Je disais donc que le café (je veux dire le lieu où l’on peut siroter du café, du thé ou autres boissons) est mon espace d’inspiration et de création littéraire par excellence. Je mentirais si je disais connaître les vraies raisons qui me poussent à écrire dans les cafés : Chercher l’inspiration en écoutant, à la dérobée, la discussion des autres clients? Voler une phrase, une expression, une figure de style ou même un mot, de la bouche d’un étranger et me l’approprier sans gène et sans honte aucune? Décrire un de mes personnages fictifs tout en observant attentivement le visage, l’allure, l’attitude, l’aspect vestimentaire de quelqu’un qui boit sereinement son café ou son thé sans se douter un instant que je suis entrain de l’étudier soigneusement dans le but de le dessiner avec mes mots et lui donner vie dans l’univers imaginaire de mes textes? (Nombreux sont ces anonymes que je ne connaissais ni d’Adam ni d’Ève et qui sont devenus si familiers depuis qu’ils sont devenus des personnages de mes
nouvelles comme Rachida, Kacem, Brahim, Astrid, Salem, Papa, etc.)
J’aime aussi prêter l’oreille à ce que disent les gens. Une indiscrétion obligatoire pour connaitre leurs préoccupations, leurs soucis, leurs besoins, leurs problèmes, leurs rêves, leurs attentes, leur colère, leur révolte, leurs joies. Cela fera de bons ingrédients pour mes écrits. Voilà pourquoi je vais chercher l’inspiration dans les cafés. Il y a peut-être d’autres raisons. Que sais-je? Ce que je sais, ce dont je suis sûr comme de la couleur de mes chaussures, c’est que j’aime écrire dans un café. J’adore me trouver au milieu de cette cacophonie humaine, ce tumulte incessant, ce brouhaha citadin. La présence, les voix, la chaleur, les gestes de ces animaux dits sociaux, me rassurent, me prodiguant un espace, une atmosphère et une ambiance idéale et favorable à l’écriture.
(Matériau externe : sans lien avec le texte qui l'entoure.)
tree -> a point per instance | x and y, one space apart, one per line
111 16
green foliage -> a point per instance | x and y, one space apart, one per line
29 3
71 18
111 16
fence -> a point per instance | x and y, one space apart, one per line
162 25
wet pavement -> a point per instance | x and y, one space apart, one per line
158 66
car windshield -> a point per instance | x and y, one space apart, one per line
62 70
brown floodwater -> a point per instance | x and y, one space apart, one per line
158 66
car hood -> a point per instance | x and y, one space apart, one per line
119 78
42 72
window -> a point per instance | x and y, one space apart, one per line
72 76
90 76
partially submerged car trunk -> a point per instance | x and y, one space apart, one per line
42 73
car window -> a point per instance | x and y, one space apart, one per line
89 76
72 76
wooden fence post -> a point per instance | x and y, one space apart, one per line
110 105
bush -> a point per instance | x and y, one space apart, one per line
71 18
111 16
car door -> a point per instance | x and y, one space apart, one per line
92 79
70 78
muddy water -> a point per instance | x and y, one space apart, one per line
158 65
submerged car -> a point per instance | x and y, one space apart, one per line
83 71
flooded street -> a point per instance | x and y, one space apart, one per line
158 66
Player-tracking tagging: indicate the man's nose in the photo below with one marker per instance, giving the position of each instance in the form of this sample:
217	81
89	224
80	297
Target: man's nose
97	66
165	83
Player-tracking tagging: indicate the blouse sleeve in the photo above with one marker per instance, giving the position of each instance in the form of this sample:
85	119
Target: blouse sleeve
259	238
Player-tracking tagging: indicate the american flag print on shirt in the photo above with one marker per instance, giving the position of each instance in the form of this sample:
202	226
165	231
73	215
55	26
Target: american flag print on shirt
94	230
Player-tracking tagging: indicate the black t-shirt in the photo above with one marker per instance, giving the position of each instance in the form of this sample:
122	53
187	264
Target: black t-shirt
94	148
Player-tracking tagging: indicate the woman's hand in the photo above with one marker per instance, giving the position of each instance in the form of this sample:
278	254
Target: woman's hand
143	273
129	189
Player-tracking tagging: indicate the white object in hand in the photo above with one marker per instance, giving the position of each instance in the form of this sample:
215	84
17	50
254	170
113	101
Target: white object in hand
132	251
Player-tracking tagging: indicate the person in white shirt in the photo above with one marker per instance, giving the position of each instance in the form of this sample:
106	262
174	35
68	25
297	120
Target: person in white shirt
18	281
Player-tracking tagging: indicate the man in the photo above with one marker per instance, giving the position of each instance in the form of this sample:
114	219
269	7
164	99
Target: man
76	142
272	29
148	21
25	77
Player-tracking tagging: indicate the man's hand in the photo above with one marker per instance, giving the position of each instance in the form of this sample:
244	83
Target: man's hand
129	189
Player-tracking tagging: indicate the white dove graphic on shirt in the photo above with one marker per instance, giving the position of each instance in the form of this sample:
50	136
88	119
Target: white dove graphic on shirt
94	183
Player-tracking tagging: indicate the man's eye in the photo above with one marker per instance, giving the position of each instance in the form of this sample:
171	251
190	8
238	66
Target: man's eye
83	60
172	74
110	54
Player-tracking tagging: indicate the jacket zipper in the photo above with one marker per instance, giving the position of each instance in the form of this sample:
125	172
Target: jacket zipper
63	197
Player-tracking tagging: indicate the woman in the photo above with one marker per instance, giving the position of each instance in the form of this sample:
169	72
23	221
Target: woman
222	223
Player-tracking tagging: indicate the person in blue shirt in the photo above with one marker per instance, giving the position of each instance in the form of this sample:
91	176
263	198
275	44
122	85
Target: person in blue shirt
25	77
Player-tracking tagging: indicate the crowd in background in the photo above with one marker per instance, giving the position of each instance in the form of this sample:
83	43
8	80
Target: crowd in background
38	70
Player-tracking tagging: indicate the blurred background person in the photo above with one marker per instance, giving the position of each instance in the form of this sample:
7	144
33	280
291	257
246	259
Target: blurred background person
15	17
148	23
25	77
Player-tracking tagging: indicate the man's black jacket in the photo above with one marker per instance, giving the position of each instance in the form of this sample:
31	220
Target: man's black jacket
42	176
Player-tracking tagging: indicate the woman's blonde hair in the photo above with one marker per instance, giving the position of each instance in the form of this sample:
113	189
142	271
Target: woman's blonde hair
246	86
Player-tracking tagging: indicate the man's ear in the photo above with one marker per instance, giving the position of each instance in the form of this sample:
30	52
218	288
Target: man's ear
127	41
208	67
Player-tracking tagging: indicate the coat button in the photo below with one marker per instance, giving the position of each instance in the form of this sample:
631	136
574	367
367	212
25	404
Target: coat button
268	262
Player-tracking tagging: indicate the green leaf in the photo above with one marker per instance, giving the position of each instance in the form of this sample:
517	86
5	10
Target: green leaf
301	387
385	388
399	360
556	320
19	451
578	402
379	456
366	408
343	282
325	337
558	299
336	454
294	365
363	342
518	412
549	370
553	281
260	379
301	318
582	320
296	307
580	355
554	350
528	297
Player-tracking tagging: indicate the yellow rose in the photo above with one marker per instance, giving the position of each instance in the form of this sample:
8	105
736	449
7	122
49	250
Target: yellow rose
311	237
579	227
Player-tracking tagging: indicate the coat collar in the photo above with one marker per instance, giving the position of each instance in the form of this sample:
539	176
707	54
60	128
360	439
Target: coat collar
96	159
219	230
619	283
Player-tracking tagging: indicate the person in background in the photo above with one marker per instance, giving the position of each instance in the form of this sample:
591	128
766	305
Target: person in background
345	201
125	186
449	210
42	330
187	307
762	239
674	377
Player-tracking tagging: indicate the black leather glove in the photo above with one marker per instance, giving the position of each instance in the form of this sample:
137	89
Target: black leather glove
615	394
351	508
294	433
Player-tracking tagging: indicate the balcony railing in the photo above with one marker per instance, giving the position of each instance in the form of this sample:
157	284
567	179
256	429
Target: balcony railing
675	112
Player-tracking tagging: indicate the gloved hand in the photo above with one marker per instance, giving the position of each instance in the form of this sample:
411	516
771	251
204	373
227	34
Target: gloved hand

Cela peut paraître bizarre,
je l’avoue. D’autres auteurs cherchent le calme parfait, le silence absolu, la sérénité et la paix pour enfanter. Autrement, écrire une seule phrase leur serait impossible : le moindre son, le bruit le plus infime, les irritent, les perturbent et leur font perdre le fil de leur pensée. Aux antipodes de ces augustes hommes de lettres dignes de ce titre, moi c’est le silence qui m’effraie et m’angoisse. J’ai besoin de la présence de mes semblables. J’ai besoin de fondre dans l’anonymat de la foule pour me sentir en sécurité. J’ai besoin d’être entouré des autres et j’ai horreur de me sentir seul. J’ai peur de la
solitude. Elle me donne cette étrange impression d’être oublié, rejeté, abandonné, banni, honni, damné! En plus, ce que j’écris (nouvelles, poèmes, articles, portraits) ne demande pas tant de silence et de calme, tant de concentration et de méditation. Ce que j’écris est loin des productions littéraires des grands auteurs. Je n’ai jamais eu ni l’ambition ni la prétention d’écrire un chef-d’œuvre ou un Best-seller. Moi, je ne suis qu’un petit rimailleur qui adore écrire; un petit auteur inconnu des lecteurs à cause de l’indifférence des éditeurs; un tout petit poète qui n’arrive pas à la cheville d’un Baudelaire ou d’un Molière!